The Forces sure took a turnabout, though.
He elaborated on his final analysis, certain that the Forces had intel about the Patriarch which, somehow, intersected with the mining conflict.
Well, the thing is... that's so out of question. How the hell did the Forces know it was Mundand Family who staged an illegal mining!? I never told them that!
That's ridiculous!
Even though he tried his best to make sense of the reasoning behind the third cut-out preference, it didn't comfort his unsettled inquiries.
"Tsk... don't talk if you can't be reasonable." Mike opened his mouth at last, marking Watson's words in reluctant regard. "But really," he continued, "the chaos here is too odd. Not forgetting the fact that Facade, a punctual jerk, isn't here."
Jerk!?
The piety that blanketed Facade's uncertain thoughts was whipped back to its normal shape. He narrowed his eyes at the wooden slate opposite to him, pressing both feet upon it as he fumed with frustration.
"Well..." Jane, who had only responded with his blissful smile, dropped his cool at last. "That is concerning in many ways." He heaved a sigh as he bent his hands at his waist. "I—I s that what we should be thinking now?" Watson furrowed from the unexpected turn of topic. Mike and Jane simultaneously turned their heads to Watson's way, attentive as they waited for him to elaborate.

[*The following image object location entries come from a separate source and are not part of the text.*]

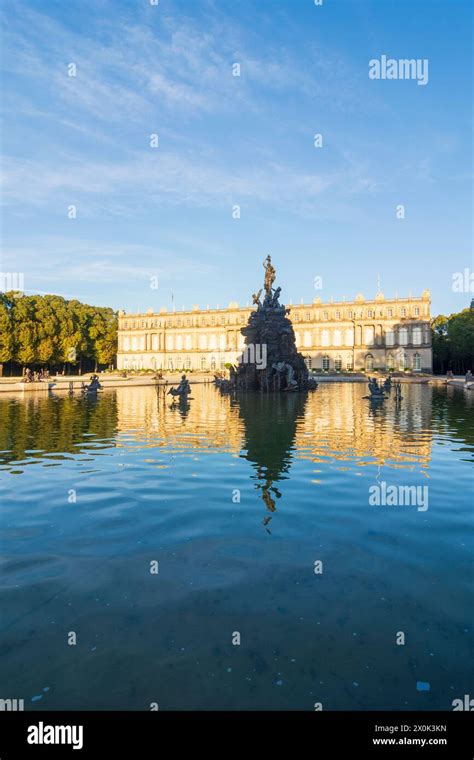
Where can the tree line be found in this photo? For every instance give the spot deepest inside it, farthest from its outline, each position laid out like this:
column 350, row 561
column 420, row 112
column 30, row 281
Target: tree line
column 453, row 342
column 51, row 332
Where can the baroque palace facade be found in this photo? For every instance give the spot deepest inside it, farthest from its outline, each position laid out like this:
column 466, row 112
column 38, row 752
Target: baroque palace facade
column 357, row 335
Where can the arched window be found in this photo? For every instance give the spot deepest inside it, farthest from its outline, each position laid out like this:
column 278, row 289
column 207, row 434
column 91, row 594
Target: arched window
column 403, row 336
column 369, row 335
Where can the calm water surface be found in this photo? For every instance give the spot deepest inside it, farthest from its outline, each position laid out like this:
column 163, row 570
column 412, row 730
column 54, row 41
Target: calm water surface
column 236, row 500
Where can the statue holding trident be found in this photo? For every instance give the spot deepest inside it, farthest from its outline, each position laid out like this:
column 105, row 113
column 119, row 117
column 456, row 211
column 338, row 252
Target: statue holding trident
column 270, row 275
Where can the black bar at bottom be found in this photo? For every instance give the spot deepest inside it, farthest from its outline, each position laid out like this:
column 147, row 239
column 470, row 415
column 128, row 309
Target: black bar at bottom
column 140, row 734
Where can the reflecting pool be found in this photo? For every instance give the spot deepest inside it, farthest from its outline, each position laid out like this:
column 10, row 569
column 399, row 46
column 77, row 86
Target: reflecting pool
column 237, row 553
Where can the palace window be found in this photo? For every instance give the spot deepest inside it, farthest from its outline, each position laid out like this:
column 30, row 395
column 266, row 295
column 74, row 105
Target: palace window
column 403, row 336
column 369, row 336
column 417, row 336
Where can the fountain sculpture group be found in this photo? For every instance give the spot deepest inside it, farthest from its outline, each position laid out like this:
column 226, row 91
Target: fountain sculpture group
column 270, row 361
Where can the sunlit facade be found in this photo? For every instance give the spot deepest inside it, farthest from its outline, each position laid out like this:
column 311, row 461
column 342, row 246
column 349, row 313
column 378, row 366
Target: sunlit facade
column 337, row 336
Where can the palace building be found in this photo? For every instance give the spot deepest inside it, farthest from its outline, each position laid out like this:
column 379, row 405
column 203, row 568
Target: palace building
column 337, row 336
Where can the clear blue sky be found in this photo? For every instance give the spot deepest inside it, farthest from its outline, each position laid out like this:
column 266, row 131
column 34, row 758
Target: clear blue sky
column 321, row 212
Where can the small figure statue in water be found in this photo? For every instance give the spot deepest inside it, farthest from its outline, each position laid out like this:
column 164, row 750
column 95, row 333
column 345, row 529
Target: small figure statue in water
column 183, row 389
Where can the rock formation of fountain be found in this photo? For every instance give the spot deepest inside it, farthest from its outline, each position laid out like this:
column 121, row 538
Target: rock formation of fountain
column 270, row 361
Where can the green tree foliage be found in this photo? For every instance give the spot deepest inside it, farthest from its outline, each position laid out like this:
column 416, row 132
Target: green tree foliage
column 453, row 342
column 50, row 331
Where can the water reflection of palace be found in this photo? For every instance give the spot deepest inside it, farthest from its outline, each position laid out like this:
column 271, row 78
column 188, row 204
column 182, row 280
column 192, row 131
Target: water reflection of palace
column 341, row 424
column 333, row 422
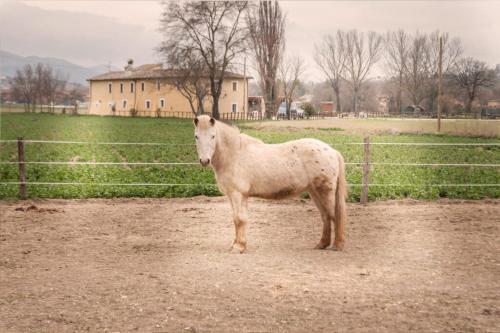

"Like, we should be more worried about what if the Forces find the exit route." He pointed at the toppled chair, directing his focus on the flushed trapdoor beneath its legs. "Even worse," he retreated his trembling finger to his side, "what if they capture us? What would happen then?"
"We'll be doomed, alright." Mike concluded as he bit his upper lip in tension. "Yes, better fly off the small bakery. I don't want to die yet." Jane's remarks were off track, so neither Mike nor Watson considered them in any sense.
"Tsk... we can't risk going outside without Facade. Dan won't overlook that. So the last thing we can do is wait. And that's a damn thing to do right now!" Several pages and fragments of porcelain hit the display desk when Mike kicked the mess, resenting to be a selected candidate of operation EAR.
Click, Clank!
The splinters spread with a light tinkle, bouncing back onto the flat flooring. Facade turned his head to the cupboard door, gulping at the embarrassment he would face if he were revealed somehow.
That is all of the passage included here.